Find the coefficient of x³ in the expansion of (2x+5)^6
From your last question:
a^6 + 6 a^5 b + 15 a^4 b^2 + 20 a^3 b^3 + 15 a^2 b^4 + 6 a b^5 + b^6
Here a = 2x
and
b = 5
so if you are looking for the x^3 term, it is found in the middle
or
20 a^3 b^3
or
20 * (2x)^3 * 5^3
= 20 * 8 * 125 x^3
=20,000 x^3
To find the coefficient of a specific term in a binomial expansion, we can use the binomial theorem formula. The formula for the binomial theorem is:
(x + y)ⁿ = nC₀ * xⁿ * y⁰ + nC₁ * xⁿ⁻¹ * y¹ + nC₂ * xⁿ⁻² * y² + ... + nCₙ * x⁰ * yⁿ
Here, n is the power to which the binomial (x + y) is raised, and the coefficients nC₀, nC₁, nC₂, ..., nCₙ are the binomial coefficients.

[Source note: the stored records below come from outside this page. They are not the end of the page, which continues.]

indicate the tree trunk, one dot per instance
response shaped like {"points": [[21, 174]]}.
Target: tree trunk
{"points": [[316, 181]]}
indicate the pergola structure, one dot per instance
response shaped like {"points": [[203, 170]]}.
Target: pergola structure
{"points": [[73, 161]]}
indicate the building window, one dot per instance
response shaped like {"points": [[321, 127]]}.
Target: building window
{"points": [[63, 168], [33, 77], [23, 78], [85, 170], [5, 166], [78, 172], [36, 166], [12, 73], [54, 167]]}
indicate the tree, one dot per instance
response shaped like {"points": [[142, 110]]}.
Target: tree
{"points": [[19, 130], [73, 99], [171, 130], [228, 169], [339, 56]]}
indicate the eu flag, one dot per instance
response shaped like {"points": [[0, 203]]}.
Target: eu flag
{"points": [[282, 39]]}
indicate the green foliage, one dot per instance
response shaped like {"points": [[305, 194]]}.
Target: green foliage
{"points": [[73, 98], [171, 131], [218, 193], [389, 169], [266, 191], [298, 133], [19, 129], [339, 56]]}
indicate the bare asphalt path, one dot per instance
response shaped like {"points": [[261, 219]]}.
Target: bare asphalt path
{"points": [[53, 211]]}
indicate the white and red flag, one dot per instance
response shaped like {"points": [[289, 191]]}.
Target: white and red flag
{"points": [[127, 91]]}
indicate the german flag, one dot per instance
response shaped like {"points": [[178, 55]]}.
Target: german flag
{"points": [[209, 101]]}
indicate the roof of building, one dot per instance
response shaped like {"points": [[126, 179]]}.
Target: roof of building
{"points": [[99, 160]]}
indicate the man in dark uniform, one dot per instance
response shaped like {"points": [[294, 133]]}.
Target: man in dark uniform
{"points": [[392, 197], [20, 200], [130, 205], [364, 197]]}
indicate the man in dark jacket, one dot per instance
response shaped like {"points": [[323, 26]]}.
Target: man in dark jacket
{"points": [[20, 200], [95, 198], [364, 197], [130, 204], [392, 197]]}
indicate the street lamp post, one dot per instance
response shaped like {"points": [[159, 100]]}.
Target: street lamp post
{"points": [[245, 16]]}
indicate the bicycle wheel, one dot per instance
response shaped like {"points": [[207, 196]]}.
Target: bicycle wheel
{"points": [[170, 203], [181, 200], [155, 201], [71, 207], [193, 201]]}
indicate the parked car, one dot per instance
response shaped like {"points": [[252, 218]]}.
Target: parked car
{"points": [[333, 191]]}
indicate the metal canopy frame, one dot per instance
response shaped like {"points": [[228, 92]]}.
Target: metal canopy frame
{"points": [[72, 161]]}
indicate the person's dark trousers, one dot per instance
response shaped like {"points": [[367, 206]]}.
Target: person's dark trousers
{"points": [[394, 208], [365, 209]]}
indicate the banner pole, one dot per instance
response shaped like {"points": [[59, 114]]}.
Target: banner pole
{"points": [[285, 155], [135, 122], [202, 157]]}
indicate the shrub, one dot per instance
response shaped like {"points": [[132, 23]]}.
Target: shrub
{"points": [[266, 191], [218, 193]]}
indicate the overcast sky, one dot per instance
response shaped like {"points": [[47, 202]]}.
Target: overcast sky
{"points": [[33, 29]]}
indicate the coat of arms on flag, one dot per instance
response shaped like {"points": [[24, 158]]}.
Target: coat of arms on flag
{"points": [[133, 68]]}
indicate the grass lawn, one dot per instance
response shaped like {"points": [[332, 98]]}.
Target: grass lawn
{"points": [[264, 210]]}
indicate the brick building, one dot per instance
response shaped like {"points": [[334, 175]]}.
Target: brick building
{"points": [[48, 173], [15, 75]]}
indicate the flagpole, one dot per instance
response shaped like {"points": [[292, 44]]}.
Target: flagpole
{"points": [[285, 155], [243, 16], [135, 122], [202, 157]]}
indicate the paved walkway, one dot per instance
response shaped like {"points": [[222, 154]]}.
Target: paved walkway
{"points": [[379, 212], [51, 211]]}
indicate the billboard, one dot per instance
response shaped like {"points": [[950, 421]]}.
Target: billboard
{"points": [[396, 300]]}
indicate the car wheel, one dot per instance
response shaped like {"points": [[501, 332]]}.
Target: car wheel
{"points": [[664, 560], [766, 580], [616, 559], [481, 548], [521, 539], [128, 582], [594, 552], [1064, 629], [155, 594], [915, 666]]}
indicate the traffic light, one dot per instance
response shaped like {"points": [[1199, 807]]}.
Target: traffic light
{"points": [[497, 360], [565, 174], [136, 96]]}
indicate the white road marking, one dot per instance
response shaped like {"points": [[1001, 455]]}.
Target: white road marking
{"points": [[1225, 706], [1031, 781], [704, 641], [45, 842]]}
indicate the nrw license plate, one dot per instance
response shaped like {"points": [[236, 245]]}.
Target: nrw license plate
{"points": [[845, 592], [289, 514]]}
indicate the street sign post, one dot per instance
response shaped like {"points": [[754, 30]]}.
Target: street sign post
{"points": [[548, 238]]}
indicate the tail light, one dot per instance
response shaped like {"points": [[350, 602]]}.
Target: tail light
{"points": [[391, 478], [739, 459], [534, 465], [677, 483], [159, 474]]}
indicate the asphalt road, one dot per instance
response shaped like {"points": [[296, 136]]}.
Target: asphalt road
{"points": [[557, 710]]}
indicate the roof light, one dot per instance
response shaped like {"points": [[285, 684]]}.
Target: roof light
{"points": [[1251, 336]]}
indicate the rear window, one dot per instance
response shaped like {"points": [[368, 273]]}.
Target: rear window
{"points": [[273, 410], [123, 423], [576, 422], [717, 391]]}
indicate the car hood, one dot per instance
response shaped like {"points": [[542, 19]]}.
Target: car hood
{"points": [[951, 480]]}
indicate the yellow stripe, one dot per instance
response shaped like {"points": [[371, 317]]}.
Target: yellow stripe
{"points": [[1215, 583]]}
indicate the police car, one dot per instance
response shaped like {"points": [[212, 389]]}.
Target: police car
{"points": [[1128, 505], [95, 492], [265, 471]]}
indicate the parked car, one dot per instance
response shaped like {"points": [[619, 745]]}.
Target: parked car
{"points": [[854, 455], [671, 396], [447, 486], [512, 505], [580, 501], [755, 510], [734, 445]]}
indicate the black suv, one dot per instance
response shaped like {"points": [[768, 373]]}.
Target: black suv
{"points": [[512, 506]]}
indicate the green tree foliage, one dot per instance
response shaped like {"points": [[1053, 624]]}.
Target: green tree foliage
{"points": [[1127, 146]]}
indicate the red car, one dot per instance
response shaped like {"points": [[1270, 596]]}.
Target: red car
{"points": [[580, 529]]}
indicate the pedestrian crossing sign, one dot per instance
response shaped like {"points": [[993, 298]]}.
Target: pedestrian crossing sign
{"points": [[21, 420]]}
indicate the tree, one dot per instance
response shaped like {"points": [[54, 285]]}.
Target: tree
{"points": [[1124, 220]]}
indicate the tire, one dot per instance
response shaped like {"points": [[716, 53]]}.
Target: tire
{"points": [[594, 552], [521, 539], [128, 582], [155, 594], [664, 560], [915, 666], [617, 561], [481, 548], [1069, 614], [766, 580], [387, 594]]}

In the given expression (2x + 5)⁶, we need to find the coefficient of x³. It means we need the term where the x term has a power of ³.
Using the binomial theorem formula, we can see that the coefficient of x³ would be 6C₃.
To calculate 6C₃, we will use the formula for binomial coefficient:
nCₓ = n! / (x! * (n - x)!)
where "!" denotes a factorial.
So, to find 6C₃, we have:
6C₃ = 6! / (3! * (6 - 3)!)
Simplifying this expression gives:
6C₃ = 6! / (3! * 3!)
= (6 * 5 * 4 * 3!)/ (3! * 3)
= (6 * 5 * 4) / 3
Calculating further, we get:
6C₃ = (120) / 3
= 40
Therefore, the coefficient of x³ in the expansion of (2x + 5)⁶ is 40.